The Problem: A Function That “Never” Returns NaN
Consider this accumulation function that explicitly skips NaN inputs:
double sum(const double* begin, const double* end) {
return std::accumulate(begin, end, 0.0, [](auto a, auto b) {
return std::isnan(b) ? a : a + b;
});
}
Intuition says this can never return NaN —NaN inputs are filtered out. To test that claim with libFuzzer, the target is straightforward:
extern "C" int LLVMFuzzerTestOneInput(const uint8_t* Data, size_t Size) {
auto* begin = reinterpret_cast<const double*>(Data);
auto* end = begin + Size / sizeof(double);
if (std::isnan(sum(begin, end))) {
std::abort();
}
return 0;
}
Without custom mutators, libFuzzer will generate random bytes that almost never align to meaningful IEEE 754 bit patterns. It might never find the bug. With a custom mutator, it finds it almost instantly.
Custom Mutator
The mutator produces arrays of double values drawn from the interesting corners of IEEE 754:
extern "C" size_t LLVMFuzzerCustomMutator(
uint8_t* Data, size_t Size, size_t MaxSize, unsigned int Seed)
{
auto* begin = reinterpret_cast<double*>(Data);
auto* end = begin + Size / sizeof(double);
std::minstd_rand gen(Seed);
auto interesting_double = [&]() -> double {
switch (std::uniform_int_distribution<>(0, 10)(gen)) {
case 0: return std::numeric_limits<double>::quiet_NaN();
case 1: return std::numeric_limits<double>::min(); // smallest normal
case 2: return std::numeric_limits<double>::max();
case 3: return -std::numeric_limits<double>::min();
case 4: return -std::numeric_limits<double>::max();
case 5: return std::numeric_limits<double>::epsilon();
case 6: return -std::numeric_limits<double>::epsilon();
case 7: return std::numeric_limits<double>::infinity();
case 8: return -std::numeric_limits<double>::infinity();
case 9: return 0.0;
default: return std::uniform_real_distribution<>(-1.0, 1.0)(gen);
}
};
switch (std::uniform_int_distribution<>(0, 3)(gen)) {
case 0: // mutate an existing element
if (begin != end) {
auto idx = std::uniform_int_distribution<>(0, (int)(end - begin) - 1)(gen);
begin[idx] = interesting_double();
}
break;
case 1: // append an element
if (Size + sizeof(double) <= MaxSize) {
*end++ = interesting_double();
}
break;
case 2: // remove the last element
if (begin != end) --end;
break;
case 3: // shuffle
std::shuffle(begin, end, gen);
break;
}
return (end - begin) * sizeof(double);
}
Custom Crossover
The crossover function combines two inputs by selecting each element from either parent with equal probability:
extern "C" size_t LLVMFuzzerCustomCrossOver(
const uint8_t* Data1, size_t Size1,
const uint8_t* Data2, size_t Size2,
uint8_t* Out, size_t MaxOutSize, unsigned int Seed)
{
std::minstd_rand gen(Seed);
std::bernoulli_distribution coin(0.5);
size_t n = std::min({Size1, Size2, MaxOutSize}) / sizeof(double);
for (size_t i = 0; i < n; ++i) {
reinterpret_cast<double*>(Out)[i] = coin(gen)
? reinterpret_cast<const double*>(Data1)[i]

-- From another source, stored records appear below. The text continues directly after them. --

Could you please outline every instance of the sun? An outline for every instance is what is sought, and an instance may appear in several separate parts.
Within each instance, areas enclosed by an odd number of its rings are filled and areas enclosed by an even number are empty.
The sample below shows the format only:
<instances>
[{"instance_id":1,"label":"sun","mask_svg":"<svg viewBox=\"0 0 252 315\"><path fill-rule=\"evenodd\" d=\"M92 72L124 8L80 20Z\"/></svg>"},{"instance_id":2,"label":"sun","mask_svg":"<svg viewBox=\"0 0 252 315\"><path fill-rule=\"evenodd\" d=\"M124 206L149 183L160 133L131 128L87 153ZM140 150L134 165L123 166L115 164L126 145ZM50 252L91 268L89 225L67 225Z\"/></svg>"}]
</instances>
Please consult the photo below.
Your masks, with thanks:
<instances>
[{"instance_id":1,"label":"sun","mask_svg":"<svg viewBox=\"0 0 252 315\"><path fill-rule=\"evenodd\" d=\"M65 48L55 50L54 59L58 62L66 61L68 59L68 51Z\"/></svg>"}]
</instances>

: reinterpret_cast<const double*>(Data2)[i];
}
return n * sizeof(double);
}
Compile and Run
clang++ -g -fsanitize=fuzzer fpfuzzing.cpp -o fpfuzzing
./fpfuzzing
The fuzzer finds a crashing input almost immediately.
What It Found
The crashing input is {+∞, NaN, NaN, -∞}. The function skips both NaN values, then computes +∞ + (-∞). IEEE 754 defines ∞ - ∞ = NaN. The function does return NaN — the filter only guards against NaN inputs, not NaN results produced by combining infinities.
SUMMARY: libFuzzer: deadly signal
Base64: AAAAAAAA8H8AAAAAAAAAAAAAAAAAAPD/
Decoded: [+∞, NaN, NaN, -∞].
Why This Matters
This is property-based testing with a coverage-guided engine. The property being tested is “this function never produces NaN.” The fuzzer falsifies it in milliseconds by generating inputs that a human reviewer would likely miss.
The same technique extends to more complex domains: symmetric matrices, linear systems, functions with specific numeric constraints. Wherever the input has structure that random bytes will not naturally satisfy, a custom mutator pays for itself immediately.